# nice day for AJ's



## samiams (Feb 3, 2008)

well after a couple of months i decided to splash the boat that has just been sitting in my driveway and try for my luck in the GOM. Left the house 0630, boat in the water at cinco bayou. no humitity and comfortable temps got to love sept. they were catching some bait in th e pass and it looked like herring but i pressed to the west. hind site is always 20-20 and i should have pickled up a few live ones. the game was to hit my AJ hole and do some jigging. i thought i had more butterfly jigs and promptly lost mine to what i believe was sharks. the line kept coming back all frayed. so we dropped down some sibikis and struggled for some rubies. took awhile but we got our three man limit. nothing huge 30-34 inchers but cant wait for some blackend AJ. went searching for mingos and couldnt find em. did find some triggers and some white snappers which is fine by me. btw those white snappers make some of the best sushi. tried trolling to see if anyone was home but the water was off and only hit some bobos. ended up at the concrete rubble around 25 m sw of the destin pass. there was a commercial boat reg out of panama city anchored, fishing and culling at the same time. what a waste, that boat left a trail floating snappers that streatched for a long long ways. they left the spot which on my plotter was VP6B (N30 08.490 W86 49.046) and there was some nice structure there...it was also a desert and stripped clean. i know people have to make a living but come on.


----------



## amarcafina (Aug 24, 2008)

You should have taken pics of that wasteful commerical boat and reported it. They have to vent just like the rest of us, and it's Fed law to have on board Venting tool , dont sound like they care to use it !!!!


----------



## dailysaw (Jan 22, 2008)

samiams said:


> well after a couple of months i decided to splash the boat that has just been sitting in my driveway and try for my luck in the GOM. Left the house 0630, boat in the water at cinco bayou. no humitity and comfortable temps got to love sept. they were catching some bait in th e pass and it looked like herring but i pressed to the west. hind site is always 20-20 and i should have pickled up a few live ones. the game was to hit my AJ hole and do some jigging. i thought i had more butterfly jigs and promptly lost mine to what i believe was sharks. the line kept coming back all frayed. so we dropped down some sibikis and struggled for some rubies. took awhile but we got our three man limit. nothing huge 30-34 inchers but cant wait for some blackend AJ. went searching for mingos and couldnt find em. did find some triggers and some white snappers which is fine by me. btw those white snappers make some of the best sushi. tried trolling to see if anyone was home but the water was off and only hit some bobos. ended up at the concrete rubble around 25 m sw of the destin pass. there was a commercial boat reg out of panama city anchored, fishing and culling at the same time. what a waste, that boat left a trail floating snappers that streatched for a long long ways. they left the spot which on my plotter was VP6B (N30 08.490 W86 49.046) and there was some nice structure there...it was also a desert and stripped clean. i know people have to make a living but come on.
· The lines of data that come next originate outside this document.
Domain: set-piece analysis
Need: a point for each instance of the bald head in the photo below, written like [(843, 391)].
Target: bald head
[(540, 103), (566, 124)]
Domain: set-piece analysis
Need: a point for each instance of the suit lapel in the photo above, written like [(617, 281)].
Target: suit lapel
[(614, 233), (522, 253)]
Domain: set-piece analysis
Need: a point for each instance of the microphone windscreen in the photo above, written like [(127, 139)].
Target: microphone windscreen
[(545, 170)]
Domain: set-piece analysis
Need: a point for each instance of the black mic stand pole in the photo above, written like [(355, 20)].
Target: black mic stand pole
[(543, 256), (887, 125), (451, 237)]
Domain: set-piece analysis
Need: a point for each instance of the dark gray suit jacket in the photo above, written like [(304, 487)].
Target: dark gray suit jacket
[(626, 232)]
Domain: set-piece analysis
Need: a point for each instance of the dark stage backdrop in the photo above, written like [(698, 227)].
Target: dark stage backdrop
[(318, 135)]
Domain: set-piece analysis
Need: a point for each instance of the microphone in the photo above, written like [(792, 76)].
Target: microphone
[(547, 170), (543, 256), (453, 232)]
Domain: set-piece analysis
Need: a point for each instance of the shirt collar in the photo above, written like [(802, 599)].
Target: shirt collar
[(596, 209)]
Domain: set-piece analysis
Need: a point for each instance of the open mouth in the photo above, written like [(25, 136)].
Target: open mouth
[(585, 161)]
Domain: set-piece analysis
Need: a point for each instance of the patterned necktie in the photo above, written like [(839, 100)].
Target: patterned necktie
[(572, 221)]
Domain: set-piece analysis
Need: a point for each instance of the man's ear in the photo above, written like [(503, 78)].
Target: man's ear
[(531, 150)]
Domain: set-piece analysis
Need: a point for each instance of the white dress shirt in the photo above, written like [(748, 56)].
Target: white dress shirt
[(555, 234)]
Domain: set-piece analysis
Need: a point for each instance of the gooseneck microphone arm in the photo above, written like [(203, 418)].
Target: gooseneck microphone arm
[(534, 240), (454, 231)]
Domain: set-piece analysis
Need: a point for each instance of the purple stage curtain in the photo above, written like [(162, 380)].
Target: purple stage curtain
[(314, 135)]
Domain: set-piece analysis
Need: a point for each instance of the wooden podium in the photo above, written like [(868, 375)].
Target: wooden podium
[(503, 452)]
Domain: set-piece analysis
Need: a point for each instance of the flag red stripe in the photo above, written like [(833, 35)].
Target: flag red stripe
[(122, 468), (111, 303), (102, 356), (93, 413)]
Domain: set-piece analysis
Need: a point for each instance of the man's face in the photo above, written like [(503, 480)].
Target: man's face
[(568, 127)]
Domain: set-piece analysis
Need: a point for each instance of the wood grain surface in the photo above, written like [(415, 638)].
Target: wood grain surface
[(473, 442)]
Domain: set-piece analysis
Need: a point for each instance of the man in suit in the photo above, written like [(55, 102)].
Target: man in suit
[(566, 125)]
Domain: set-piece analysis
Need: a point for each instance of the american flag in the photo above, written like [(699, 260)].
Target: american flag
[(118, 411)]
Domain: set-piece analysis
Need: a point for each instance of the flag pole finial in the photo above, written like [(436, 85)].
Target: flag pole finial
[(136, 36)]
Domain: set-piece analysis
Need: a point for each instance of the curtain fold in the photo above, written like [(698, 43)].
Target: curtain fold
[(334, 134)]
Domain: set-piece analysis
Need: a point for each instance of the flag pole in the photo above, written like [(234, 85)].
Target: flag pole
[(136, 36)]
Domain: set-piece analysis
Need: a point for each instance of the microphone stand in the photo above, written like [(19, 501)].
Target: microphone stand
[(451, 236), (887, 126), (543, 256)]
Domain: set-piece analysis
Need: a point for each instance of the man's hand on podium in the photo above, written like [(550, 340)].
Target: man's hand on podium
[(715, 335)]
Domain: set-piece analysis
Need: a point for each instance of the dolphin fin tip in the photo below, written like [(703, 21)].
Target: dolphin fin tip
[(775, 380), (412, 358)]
Saw the same boat early in the morning at the Tennico. Mingo massacre to say the least ! They were floating all over the place. Dolphins were having a field day.


----------



## dailysaw (Jan 22, 2008)

dailysaw said:


> Saw the same boat early in the morning at the Tennico. Mingo massacre to say the least ! They were floating all over the place. Dolphins were having a field day.
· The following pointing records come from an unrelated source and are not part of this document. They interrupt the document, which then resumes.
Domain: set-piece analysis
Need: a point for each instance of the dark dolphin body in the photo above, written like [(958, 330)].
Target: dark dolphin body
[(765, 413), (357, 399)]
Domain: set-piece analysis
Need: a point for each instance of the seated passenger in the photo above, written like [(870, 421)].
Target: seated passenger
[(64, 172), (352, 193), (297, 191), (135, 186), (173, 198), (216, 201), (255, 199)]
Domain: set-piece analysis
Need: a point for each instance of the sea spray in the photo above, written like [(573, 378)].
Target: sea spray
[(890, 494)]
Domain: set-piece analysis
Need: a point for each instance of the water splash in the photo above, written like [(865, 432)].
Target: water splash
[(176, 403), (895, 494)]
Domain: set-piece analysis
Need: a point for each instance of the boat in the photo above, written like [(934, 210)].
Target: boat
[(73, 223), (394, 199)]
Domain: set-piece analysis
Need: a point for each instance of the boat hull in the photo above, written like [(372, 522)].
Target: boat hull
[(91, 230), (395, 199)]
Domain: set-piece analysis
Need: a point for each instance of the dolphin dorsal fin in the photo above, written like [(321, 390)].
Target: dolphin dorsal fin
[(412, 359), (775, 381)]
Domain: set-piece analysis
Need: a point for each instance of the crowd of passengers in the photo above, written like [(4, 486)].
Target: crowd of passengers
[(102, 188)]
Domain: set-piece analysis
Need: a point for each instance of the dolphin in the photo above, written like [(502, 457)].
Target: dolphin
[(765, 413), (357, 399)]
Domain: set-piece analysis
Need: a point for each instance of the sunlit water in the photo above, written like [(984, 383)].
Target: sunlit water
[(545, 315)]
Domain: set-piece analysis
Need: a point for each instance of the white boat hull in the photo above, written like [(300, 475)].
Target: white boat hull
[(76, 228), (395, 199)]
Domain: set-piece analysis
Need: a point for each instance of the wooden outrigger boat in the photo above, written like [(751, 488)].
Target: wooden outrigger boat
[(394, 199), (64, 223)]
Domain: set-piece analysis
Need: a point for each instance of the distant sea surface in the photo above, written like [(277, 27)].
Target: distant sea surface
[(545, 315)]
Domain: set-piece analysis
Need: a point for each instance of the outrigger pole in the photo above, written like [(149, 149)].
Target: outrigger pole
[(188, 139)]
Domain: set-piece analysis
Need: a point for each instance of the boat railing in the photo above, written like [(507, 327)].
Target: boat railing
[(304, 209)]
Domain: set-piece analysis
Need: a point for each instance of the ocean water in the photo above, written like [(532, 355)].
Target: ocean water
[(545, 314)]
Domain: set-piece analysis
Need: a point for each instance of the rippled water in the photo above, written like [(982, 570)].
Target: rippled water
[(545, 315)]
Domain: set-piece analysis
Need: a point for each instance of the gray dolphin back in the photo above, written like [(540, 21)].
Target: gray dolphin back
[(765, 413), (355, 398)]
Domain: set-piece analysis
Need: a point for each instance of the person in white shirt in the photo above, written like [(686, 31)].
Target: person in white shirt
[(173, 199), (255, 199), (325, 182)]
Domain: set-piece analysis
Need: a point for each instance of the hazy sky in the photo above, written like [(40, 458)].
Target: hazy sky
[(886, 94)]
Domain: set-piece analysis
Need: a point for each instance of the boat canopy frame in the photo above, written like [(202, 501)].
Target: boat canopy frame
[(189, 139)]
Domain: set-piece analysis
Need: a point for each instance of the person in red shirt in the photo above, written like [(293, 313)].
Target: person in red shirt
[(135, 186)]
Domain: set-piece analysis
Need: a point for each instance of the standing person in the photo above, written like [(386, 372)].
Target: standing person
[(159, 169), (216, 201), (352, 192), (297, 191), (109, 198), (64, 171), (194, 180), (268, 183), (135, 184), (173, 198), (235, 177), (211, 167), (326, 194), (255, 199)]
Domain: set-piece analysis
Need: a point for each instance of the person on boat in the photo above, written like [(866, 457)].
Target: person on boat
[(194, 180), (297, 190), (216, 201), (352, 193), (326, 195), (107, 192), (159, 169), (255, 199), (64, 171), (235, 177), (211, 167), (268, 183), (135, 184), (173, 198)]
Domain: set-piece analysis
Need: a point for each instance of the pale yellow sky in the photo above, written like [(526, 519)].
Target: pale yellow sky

Was this the rig you saw? Not a one was vented! Killed more than they kept!


----------



## coolbluestreak (Jun 27, 2011)

samiams said:


> that boat left a trail floating snappers that streatched for a long long ways.


IDK what to say, that's:thumbdown:


----------



## Ron19 (Jan 8, 2009)

Those guys need to be taken out to the swamp and tied to a stump. And left to rot.
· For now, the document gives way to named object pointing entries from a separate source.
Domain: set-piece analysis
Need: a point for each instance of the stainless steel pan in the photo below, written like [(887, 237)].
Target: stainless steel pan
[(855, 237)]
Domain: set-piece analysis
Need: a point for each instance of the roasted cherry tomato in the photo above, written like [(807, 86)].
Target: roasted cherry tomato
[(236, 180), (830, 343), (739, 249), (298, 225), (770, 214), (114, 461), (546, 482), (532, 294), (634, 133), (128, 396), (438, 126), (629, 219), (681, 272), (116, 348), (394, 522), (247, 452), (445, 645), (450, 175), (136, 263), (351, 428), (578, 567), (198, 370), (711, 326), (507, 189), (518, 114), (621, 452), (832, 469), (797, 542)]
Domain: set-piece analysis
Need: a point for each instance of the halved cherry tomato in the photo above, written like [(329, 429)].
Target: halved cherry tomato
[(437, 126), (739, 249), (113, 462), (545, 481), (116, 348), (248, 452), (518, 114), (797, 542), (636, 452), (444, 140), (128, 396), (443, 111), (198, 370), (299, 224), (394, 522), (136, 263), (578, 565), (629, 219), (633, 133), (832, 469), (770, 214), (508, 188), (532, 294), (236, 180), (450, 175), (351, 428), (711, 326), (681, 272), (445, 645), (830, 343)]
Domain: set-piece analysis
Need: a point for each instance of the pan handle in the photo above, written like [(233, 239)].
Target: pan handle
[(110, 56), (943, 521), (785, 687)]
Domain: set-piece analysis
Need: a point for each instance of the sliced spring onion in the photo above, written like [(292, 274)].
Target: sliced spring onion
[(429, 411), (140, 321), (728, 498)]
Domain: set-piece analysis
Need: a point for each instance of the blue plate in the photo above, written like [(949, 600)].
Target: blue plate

I hope you can figure out who it was and report them to the proper folks.


----------



## dailysaw (Jan 22, 2008)

Ron19 said:


> Those guys need to be taken out to the swamp and tied to a stump. And left to rot.
> 
> I hope you can figure out who it was and report them to the proper folks.


u dont see the boat in my pic....thats them! if its not the above boat it is another one. i fished next to them for hours and watched. they tossed them back in as fast as they could get um off the hooks. i guess they figured since the dolphins were eating them it was ok. :thumbdown:


----------



## bigrick (Sep 29, 2010)

I know that boat and they are assholes, they've bombed a few of my spots after running up on me when I was anchored, and now that I think about it the spot was about 25 miles SW of the destin pass were the drop off from 90 to 110 is.


----------



## buntin (May 2, 2011)

got a name on that commercial guy?


----------



## neuby (May 8, 2009)

Do you remember name of boat?


----------



## dailysaw (Jan 22, 2008)

buntin said:


> got a name on that commercial guy?


On my phone I can zoom in and see a name on the front but my eyes are bad. I can send ya the original pic


----------



## dailysaw (Jan 22, 2008)

Great report by the way! We had a mixed bag similar to yours


----------



## Gonzo (Sep 17, 2010)

Yeah, I saw those guys about three weeks ago on the Antares. They were pulling up 8in Mingos at what seemed to be 50 at a time! When I pulled up next to them they gave me a dirty look when I waved. They then proceeded to yell at me about where their anchor was located when I was trying to anchor. I was offset by about 50 yards and they still yelled. I think they wanted me to leave but I settled in parallel to them only to see the massacre of those small Mingos. Man, I catch a mingo smaller than 10inches, it usually goes back in the water! Pretty damn sad!


----------



## samiams (Feb 3, 2008)

i want to say that was them.. i should have taken a pic... Lydie somthing or other out of Panama City


----------